Les piratages, qui ont eu lieu au cours des derniers mois, ont touché des fonctionnaires américains basés en Ouganda ou s’occupant de questions concernant ce pays d’Afrique de l’Est, ont indiqué deux des sources.

Les intrusions, rapportées pour la première fois ici, représentent les plus vastes piratages connus de fonctionnaires américains par le biais de la technologie NSO. Auparavant, une liste de numéros avec des cibles potentielles, dont certains responsables américains, était apparue dans des rapports sur le NSO https://www.washingtonpost.com/national-security/2021/07/19/us-phone-numbers-nso, mais il n’était pas clair si les intrusions étaient toujours tentées ou réussies.

Reuters n’a pas pu déterminer qui a lancé les dernières cyberattaques.

NSO Group a déclaré dans une déclaration jeudi qu’il n’avait aucune indication que ses outils avaient été utilisés, mais qu’il avait annulé l’accès des clients concernés et qu’il enquêterait sur la base de l’enquête de Reuters.

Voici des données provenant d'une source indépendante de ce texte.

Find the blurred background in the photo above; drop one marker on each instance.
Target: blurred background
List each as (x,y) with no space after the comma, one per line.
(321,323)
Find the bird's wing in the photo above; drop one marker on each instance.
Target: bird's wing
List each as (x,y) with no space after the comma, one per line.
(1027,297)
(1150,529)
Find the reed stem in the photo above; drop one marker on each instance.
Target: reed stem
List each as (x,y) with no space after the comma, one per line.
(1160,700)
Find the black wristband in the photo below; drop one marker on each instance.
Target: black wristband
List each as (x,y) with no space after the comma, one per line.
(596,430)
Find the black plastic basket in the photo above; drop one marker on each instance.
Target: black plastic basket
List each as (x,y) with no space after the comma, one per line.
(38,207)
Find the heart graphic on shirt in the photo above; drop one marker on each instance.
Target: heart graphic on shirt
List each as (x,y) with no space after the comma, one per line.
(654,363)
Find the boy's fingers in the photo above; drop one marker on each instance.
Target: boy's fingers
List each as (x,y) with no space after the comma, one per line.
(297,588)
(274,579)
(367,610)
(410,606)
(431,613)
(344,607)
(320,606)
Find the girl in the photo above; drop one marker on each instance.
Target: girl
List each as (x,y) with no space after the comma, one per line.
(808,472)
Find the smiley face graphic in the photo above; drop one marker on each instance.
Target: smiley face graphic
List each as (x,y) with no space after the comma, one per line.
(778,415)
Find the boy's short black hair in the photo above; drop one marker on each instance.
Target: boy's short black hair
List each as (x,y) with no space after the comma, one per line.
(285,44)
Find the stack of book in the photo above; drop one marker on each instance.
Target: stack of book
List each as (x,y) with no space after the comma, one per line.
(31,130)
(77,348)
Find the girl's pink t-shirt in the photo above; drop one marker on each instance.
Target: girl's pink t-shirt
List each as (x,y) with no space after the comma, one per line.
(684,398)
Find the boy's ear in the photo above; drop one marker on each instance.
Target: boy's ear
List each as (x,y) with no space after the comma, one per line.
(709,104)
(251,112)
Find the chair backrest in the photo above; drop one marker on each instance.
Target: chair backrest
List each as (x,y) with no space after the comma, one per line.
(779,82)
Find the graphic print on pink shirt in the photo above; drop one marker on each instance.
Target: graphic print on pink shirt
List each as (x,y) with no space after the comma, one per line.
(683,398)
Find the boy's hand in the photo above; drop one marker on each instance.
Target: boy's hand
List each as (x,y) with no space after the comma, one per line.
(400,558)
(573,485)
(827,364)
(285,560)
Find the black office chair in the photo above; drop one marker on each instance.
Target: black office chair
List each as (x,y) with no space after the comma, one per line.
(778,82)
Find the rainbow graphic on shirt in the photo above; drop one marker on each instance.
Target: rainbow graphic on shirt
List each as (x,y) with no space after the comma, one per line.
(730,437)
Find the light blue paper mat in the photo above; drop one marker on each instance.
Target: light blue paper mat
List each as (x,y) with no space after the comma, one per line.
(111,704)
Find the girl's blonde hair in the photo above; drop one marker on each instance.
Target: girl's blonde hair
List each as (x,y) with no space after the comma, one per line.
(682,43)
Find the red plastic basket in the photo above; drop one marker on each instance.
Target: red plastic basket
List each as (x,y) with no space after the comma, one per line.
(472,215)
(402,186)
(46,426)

Les responsables de l’ambassade de l’Ouganda à Washington n’ont pas fait de commentaires. Un porte-parole d’Apple s’est refusé à tout commentaire.

Un porte-parole du département d’État a refusé de commenter les intrusions, soulignant plutôt la récente décision du département du commerce de placer la société israélienne sur une liste d’entités, ce qui rend plus difficile pour les entreprises américaines de faire des affaires avec elle.

NSO Group et une autre société de logiciels espions ont été « ajoutés à la liste des entités sur la base d’une détermination selon laquelle ils ont développé et fourni des logiciels espions à des gouvernements étrangers qui ont utilisé cet outil pour cibler de manière malveillante des fonctionnaires, des journalistes, des hommes d’affaires, des militants, des universitaires et des employés d’ambassades », a déclaré le ministère du commerce dans une annonce https://www.commerce.gov/news/press-releases/2021/11/commerce-adds-nso-group-and-other-foreign-companies-entity-list#:~:text=NSO%20Group%20et%20Candiru%20(Israel,%2C%20academics%2C%20and%20embassy%20workers le mois dernier.

FACILEMENT IDENTIFIABLE

Le logiciel NSO est capable non seulement de capturer des messages cryptés, des photos et d’autres informations sensibles à partir de téléphones infectés, mais aussi de les transformer en dispositifs d’enregistrement pour surveiller les environs, selon les manuels du produit examinés par Reuters.

L’alerte lancée par Apple aux utilisateurs concernés https://twitter.com/norbertmao/status/1463364241688305664 n’a pas nommé le créateur du logiciel espion utilisé dans ce piratage.

Les victimes notifiées par Apple comprenaient des citoyens américains et étaient facilement identifiables comme des employés du gouvernement américain parce qu’ils associaient des adresses électroniques se terminant par state.gov à leurs identifiants Apple, ont déclaré deux des personnes.

Ces personnes, ainsi que d’autres cibles notifiées par Apple dans plusieurs pays https://www.reuters.com/technology/apple-warns-thai-activists-state-sponsored-attackers-may-have-targeted-iphones-2021-11-24, ont été infectées par la même vulnérabilité du traitement graphique dont Apple n’a pris connaissance et qu’elle n’a corrigée qu’en septembre, ont précisé les sources.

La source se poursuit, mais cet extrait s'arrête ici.